Zeprin the Red was here too. The burly Haloga was not working; he sat in the dust with his head in his hands, a picture of misery. Scaurus stooped beside him. Zeprin caught the motion out of the corner of his eye and looked up to see who had come to disturb his wretchedness. “Ah, it’s you, Roman,” he said, his voice a dull parody of his usual bull roar. A great bruise purpled his left temple and cheekbone.
“Are you in much pain?” the tribune asked. “I’ll send our physician to see to you.”
The northerner shook his head. “I need no leech, unless he know the trick of cutting out a wounded recall. Mavrikios lies dead, and me not there to ward him.” He covered his face once more.
“Surely you cannot blame yourself for that, when it had to be the Emperor himself who sent you from him?”
“Sent me from him, aye,” Zeprin echoed bitterly. “Sent me to stiffen the left after Khoumnos fell, the gods save a spot by their hearthfire for him. But the fighting was good along the way, and I was ever fonder of handstrokes than the bloodless business of orders. Mavrikios used to twit me for it. And so I was slower than I should have been, and Ortaias the bold”—He made the name a curse—“kept charge.”
/> Anger roughened his voice, an anger cold and black as the storm-clouds of his wintry home. “I knew he was a dolt, but took him not for coward. When the horseturd fled, I wasn’t yet nearby to stem the rout before it passed all checking. Had I paid more heed to my duty and less to the feel of my axe in my hands, it might be the Yezda who were skulking fugitives this night.”
Marcus could only nod and listen; there was enough truth in Zeprin’s self-blame to make consolation hard. With bleak quickness, the Haloga finished his tale: “I was fighting my way back to the Emperor when I got this.” He touched his swollen face. “Next I knew, I was staggering along with one arm draped over your little doctor’s shoulder.” The tribune did not recall noticing Gorgidas supporting the massive northerner, but then the Greek would not have been easy to see under Zeprin’s bulk.
“Not even a warrior’s death could I give Mavrikios,” the Haloga mourned.
At that, Scaurus’ patience ran out. “Too many died today,” he snapped. “The gods—yours, mine, the Empire’s, I don’t much care which—be thanked some of us are left alive to save what we can.”
“Aye, there will be a reckoning,” Zeprin said grimly, “and I know where it must start.” The chill promise in his eyes would have set Ortaias Sphrantzes running again, were he there to see it.
The Roman camp was not so far from the battlefield as to leave behind the moans of the wounded.
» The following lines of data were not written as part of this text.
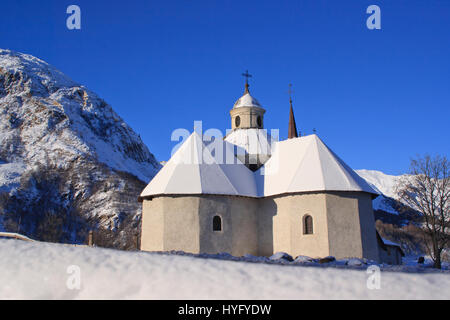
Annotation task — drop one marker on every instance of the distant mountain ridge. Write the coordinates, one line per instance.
(388, 206)
(66, 158)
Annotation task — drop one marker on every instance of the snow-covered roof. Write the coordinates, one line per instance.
(253, 141)
(390, 243)
(247, 101)
(306, 164)
(13, 235)
(194, 170)
(297, 165)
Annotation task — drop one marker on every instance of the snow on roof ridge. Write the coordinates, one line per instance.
(291, 156)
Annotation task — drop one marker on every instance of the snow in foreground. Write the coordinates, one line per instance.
(35, 270)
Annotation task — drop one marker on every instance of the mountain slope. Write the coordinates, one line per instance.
(68, 162)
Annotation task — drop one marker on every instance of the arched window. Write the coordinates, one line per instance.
(307, 225)
(217, 223)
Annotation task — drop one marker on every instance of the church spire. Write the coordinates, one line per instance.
(292, 132)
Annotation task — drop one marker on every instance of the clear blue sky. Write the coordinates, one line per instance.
(376, 97)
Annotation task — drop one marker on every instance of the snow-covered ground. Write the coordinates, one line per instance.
(35, 270)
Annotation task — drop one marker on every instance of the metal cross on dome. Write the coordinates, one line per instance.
(246, 75)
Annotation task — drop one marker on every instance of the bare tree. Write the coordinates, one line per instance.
(427, 189)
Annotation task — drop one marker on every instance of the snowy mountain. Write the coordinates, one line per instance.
(385, 185)
(68, 162)
(388, 206)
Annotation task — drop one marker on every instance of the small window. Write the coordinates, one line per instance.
(217, 223)
(307, 225)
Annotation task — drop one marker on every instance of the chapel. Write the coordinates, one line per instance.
(250, 194)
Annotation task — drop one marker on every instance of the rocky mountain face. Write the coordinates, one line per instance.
(68, 162)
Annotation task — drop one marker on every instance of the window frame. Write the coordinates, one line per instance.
(305, 226)
(220, 221)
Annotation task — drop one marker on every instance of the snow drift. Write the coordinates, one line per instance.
(33, 270)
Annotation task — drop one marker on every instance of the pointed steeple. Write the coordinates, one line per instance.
(292, 132)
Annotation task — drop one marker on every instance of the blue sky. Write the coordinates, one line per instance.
(376, 97)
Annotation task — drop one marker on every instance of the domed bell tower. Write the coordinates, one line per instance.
(247, 113)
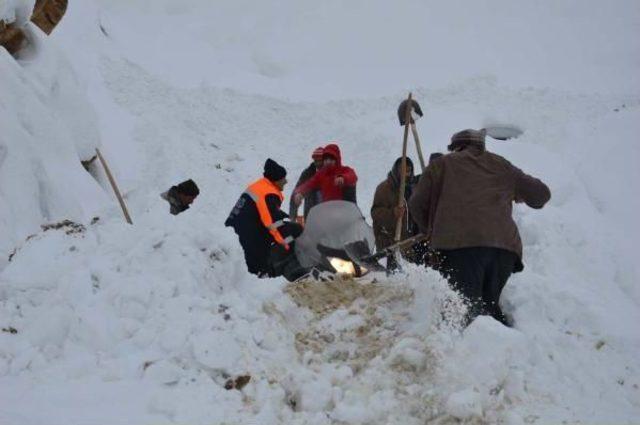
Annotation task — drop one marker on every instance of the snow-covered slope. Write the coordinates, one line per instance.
(146, 323)
(47, 126)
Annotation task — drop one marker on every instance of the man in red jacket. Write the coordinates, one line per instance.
(334, 181)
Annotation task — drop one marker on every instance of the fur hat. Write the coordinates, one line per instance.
(466, 138)
(189, 188)
(274, 171)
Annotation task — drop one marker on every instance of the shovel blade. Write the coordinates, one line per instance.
(503, 133)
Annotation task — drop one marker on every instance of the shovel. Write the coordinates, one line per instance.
(360, 253)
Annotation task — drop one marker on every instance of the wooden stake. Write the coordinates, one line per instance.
(403, 169)
(114, 186)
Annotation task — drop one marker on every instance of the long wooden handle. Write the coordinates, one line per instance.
(114, 186)
(418, 147)
(403, 168)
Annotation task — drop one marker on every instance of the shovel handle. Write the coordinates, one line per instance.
(403, 169)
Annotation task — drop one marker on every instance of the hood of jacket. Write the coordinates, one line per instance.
(395, 173)
(334, 151)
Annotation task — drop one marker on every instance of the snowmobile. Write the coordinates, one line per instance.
(320, 251)
(336, 241)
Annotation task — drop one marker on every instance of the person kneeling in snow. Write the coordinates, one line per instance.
(335, 181)
(180, 197)
(463, 203)
(259, 222)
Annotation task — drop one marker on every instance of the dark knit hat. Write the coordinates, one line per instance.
(435, 155)
(189, 188)
(467, 138)
(274, 171)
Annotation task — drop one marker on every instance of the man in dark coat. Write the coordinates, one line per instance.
(312, 198)
(385, 212)
(180, 197)
(463, 202)
(259, 222)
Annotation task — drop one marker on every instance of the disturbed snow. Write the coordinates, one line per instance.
(147, 323)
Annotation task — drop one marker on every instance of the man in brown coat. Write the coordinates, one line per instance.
(385, 212)
(463, 202)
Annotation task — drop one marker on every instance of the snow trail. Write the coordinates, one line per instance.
(156, 318)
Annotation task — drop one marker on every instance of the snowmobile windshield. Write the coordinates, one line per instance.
(332, 224)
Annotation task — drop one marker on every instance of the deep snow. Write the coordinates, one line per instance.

So many lay hurt that the sound of their suffering traveled far. No single voice stood out, nor single nation; at any moment, the listeners could not tell if the anguish they heard came from the throat of a Videssian grandee slowly bleeding to death or a Yezda writhing around an arrow in his belly.
“There’s a lesson for us all, not that we have the wit to heed it,” Gorgidas remarked as he snatched a moment’s rest before moving on to the next wounded man.
“And what might that be?” Viridovix asked with a mock-patient sigh.